Topeka skate community gains new skate business
October 23, 2013
For local skateboarder Mike Mendes, skateboarding is more than a sport, it’s his life.
And after skateboarding for 18 years, he wants to share his experience with others through his own skateboard company.
“One day I had an extra board with me in the trunk and someone said ‘Hey, can I get that off you?’ and it spurred an idea and grew the concept of bringing boards here regularly, and from that the idea to start our own board company and really bring up skateboarding in Topeka,” said Mendes.
Mendes has been bringing boards to the Topeka area from his friends’ company, The Obtuse Concept, for the last six months, and recently released a collaboration board with the Obtuse Concept for his company, Full Intent Skateboarding.
“I came up with the idea of creating Full Intent Skateboarding, and that’s what it’s about now,” said Mendes. “So I’m working together with my good friend Tim Hutton, who is my designer and artist.”
Hutton, who is a skateboarder, artist and Washburn graduate, shares the same ideas and vision as his partner.

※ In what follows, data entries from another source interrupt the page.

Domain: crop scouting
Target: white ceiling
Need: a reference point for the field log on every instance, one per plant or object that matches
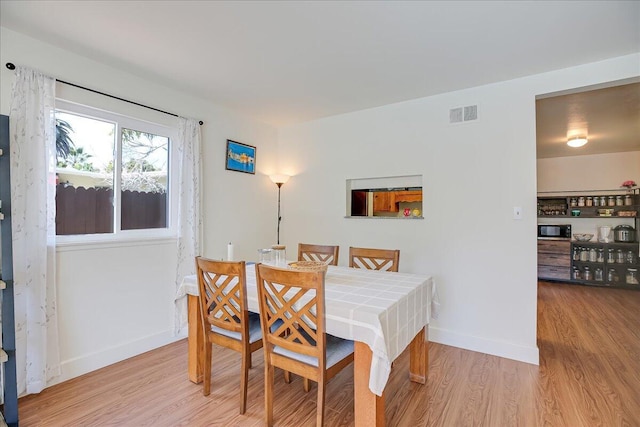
(283, 62)
(608, 116)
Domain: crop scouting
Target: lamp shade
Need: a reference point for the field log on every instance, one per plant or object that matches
(576, 142)
(279, 179)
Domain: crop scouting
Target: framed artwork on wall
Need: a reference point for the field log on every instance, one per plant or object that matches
(240, 157)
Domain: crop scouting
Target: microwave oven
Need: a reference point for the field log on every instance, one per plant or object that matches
(562, 231)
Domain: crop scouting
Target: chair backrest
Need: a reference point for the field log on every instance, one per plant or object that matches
(292, 311)
(223, 296)
(324, 253)
(374, 259)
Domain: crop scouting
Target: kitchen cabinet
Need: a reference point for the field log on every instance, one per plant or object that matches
(605, 264)
(388, 201)
(554, 259)
(382, 202)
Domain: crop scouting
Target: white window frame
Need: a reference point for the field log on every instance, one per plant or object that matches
(128, 236)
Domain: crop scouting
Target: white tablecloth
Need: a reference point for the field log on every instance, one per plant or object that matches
(385, 310)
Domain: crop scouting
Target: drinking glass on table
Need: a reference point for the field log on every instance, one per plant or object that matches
(265, 256)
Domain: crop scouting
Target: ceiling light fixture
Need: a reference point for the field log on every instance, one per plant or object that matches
(577, 141)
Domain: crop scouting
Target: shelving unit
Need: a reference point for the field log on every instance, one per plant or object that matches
(8, 351)
(617, 263)
(558, 261)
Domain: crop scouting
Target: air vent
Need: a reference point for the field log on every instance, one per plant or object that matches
(463, 114)
(470, 113)
(455, 115)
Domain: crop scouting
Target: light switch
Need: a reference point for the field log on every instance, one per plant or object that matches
(517, 212)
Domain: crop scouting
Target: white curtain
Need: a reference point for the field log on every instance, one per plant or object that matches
(189, 221)
(33, 161)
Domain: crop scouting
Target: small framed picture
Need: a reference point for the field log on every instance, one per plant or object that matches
(240, 157)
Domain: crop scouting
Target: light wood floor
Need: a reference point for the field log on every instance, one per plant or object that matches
(589, 375)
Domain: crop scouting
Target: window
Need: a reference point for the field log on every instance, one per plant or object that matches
(113, 174)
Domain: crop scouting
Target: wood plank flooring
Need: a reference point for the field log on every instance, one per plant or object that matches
(589, 375)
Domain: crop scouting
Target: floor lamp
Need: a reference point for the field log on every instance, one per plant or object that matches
(279, 180)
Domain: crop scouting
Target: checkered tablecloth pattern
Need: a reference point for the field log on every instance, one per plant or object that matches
(385, 310)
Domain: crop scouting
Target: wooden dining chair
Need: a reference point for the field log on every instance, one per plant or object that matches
(374, 259)
(294, 300)
(324, 253)
(225, 318)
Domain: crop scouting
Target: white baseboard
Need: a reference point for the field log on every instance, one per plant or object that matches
(90, 362)
(483, 345)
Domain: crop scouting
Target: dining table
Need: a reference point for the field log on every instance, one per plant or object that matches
(382, 312)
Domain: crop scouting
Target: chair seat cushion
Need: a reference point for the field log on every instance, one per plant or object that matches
(336, 350)
(255, 332)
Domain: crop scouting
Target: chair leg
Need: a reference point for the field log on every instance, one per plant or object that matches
(244, 379)
(268, 392)
(206, 368)
(320, 408)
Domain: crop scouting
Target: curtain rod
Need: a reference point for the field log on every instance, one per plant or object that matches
(13, 67)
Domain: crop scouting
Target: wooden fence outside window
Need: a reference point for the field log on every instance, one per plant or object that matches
(90, 210)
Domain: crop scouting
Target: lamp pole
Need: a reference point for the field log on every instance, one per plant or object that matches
(279, 184)
(279, 180)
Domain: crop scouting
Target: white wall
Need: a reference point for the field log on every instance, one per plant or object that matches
(117, 301)
(483, 261)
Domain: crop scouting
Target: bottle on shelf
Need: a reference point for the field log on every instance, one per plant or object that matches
(598, 275)
(576, 273)
(584, 254)
(631, 257)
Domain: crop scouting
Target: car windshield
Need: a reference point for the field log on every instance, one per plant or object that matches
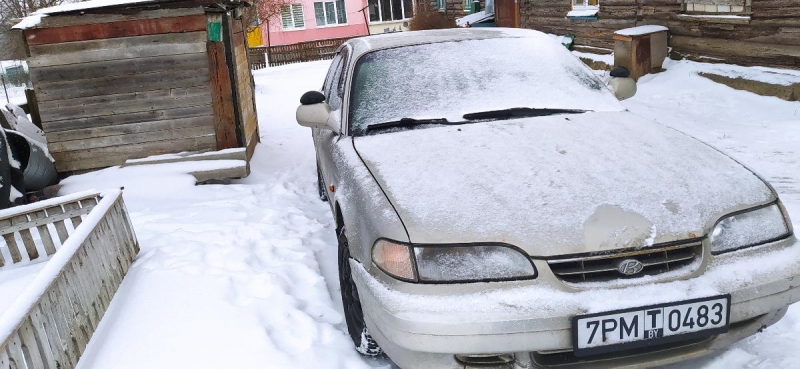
(450, 79)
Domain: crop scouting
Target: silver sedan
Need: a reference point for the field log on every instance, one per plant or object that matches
(496, 206)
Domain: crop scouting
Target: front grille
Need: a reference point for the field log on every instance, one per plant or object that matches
(604, 267)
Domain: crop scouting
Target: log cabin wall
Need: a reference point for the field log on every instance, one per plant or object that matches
(763, 32)
(113, 86)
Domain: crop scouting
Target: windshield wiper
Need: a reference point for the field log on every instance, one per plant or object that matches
(405, 122)
(519, 113)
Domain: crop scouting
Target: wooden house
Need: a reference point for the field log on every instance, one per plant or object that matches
(123, 79)
(746, 32)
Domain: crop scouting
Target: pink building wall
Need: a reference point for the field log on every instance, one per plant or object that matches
(355, 26)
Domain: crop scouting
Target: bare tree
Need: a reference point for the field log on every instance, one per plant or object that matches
(268, 11)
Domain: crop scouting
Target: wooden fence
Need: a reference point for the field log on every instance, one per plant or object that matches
(294, 53)
(92, 244)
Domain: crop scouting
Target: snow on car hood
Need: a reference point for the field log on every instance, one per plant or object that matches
(558, 185)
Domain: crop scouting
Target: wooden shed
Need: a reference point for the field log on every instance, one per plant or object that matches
(122, 79)
(746, 32)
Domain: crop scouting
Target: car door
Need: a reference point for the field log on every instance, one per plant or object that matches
(324, 140)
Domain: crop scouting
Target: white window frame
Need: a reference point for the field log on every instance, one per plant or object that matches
(325, 13)
(292, 12)
(721, 9)
(584, 5)
(402, 9)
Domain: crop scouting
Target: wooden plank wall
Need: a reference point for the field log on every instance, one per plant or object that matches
(770, 38)
(113, 87)
(244, 85)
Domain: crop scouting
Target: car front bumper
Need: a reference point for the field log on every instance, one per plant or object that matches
(425, 326)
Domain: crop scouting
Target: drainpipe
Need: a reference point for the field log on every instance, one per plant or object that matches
(365, 18)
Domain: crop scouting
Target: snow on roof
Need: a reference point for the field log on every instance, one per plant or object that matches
(35, 18)
(474, 18)
(641, 30)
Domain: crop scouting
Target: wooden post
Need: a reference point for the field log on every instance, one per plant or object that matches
(33, 107)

“We don’t really have a local skate shop here in town,” said Hutton. “We have some corporate stuff in the mall but he really just wants to bring the community together in a positive way, and I admire that and I just want to help him accomplish that goal.”

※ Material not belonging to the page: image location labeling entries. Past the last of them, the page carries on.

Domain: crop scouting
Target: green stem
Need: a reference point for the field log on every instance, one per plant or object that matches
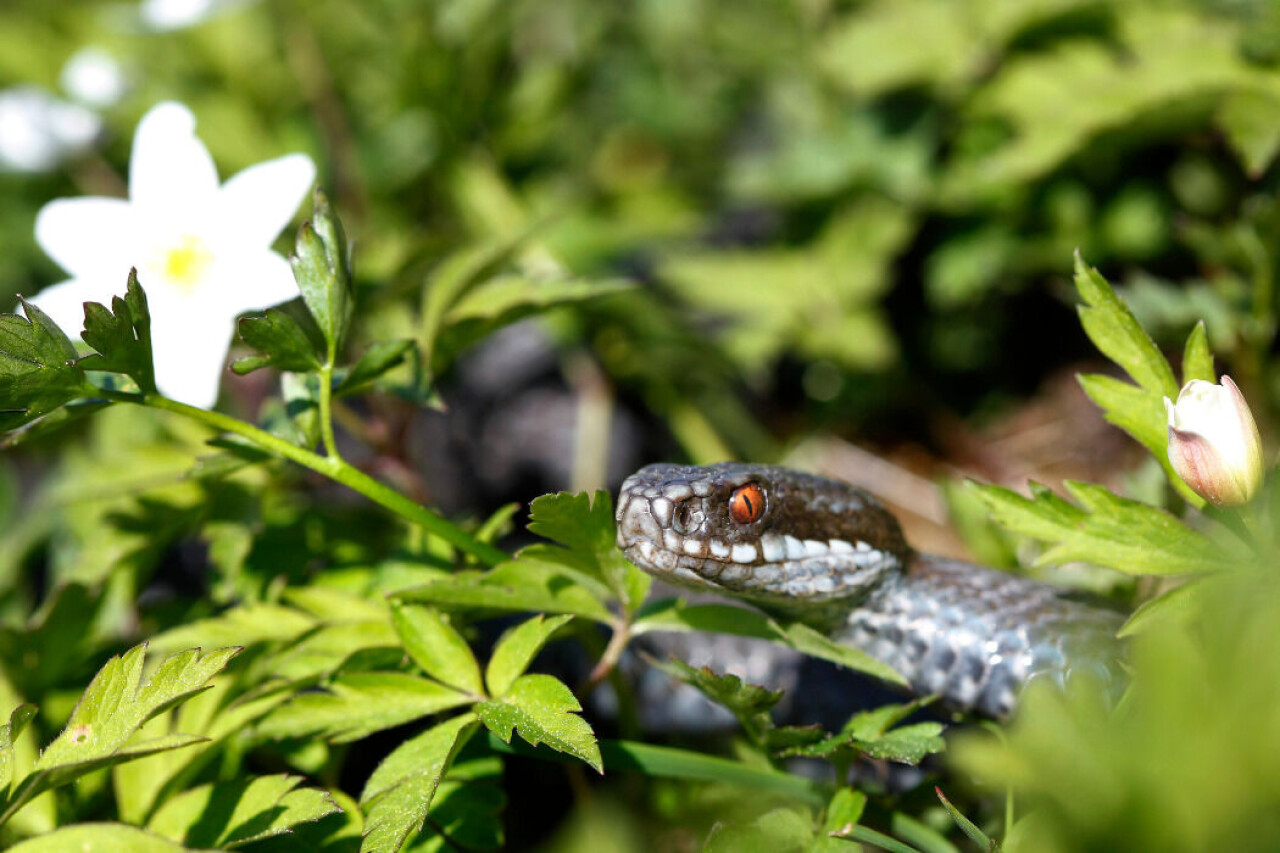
(332, 466)
(327, 437)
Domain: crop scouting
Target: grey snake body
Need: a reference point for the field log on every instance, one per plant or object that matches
(822, 551)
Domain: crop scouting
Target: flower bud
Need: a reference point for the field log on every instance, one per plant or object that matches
(1214, 442)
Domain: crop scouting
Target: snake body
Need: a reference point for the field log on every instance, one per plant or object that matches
(824, 552)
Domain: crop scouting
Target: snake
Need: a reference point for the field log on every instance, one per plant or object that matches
(821, 551)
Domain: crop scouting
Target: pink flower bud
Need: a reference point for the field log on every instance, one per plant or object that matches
(1214, 442)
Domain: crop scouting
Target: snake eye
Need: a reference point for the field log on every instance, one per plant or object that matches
(746, 503)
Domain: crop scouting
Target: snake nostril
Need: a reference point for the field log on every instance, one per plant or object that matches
(689, 516)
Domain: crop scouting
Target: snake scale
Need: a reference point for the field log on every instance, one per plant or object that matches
(824, 552)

Hutton was given the assignment to create the first graphic for the Full Intent Skateboarding/Obtuse Concept collaboration, and will continue designing boards in the future. The graphic depicts the Mousetrap Skate Park, which is known by locals as “Old Park.”
“I’m a photographer and we wanted to use the old park as the idea. We use the actual picture of the old park and incorporate it in a real simple idea that would encompass a full view of the park,” said Hutton. “So we did a panorama picture of the park and just sewed it together and put it on some text and kept it simple.”
The idea has developed a big response with the locals, and Mendes, who currently sells his merchandise from his vehicle, sells the boards at the park with grip tape for $45.
“We’re focused on the things skateboarders really need to skate,” said Mendes. “Not just a wall full of T-shirts or a backstop of shoes or something like that all about the boards and Full Intent Skateboarding [sic] and to make it possible for young skateboarders to grow and progress, and for older skateboarders to continue skateboarding.”
When naming the project, Mendes wanted to have something that reflected skateboarding and what it means to him.
“Full Intent Skateboarding is dedication, essentially,” said Mendez. “I was coming up with names for ideas and ideas for names, and I thought about what it meant to continue skateboarding and it’s dedicated [sic], it’s the number one thing skateboarding will teach you is dedication. Within the listing of the word ‘dedication’ is full intent or fully intend, so it’s [sic] in a sense Full Intent Skateboarding means dedication and in this sense dedication to Topeka skateboarding and growing that.”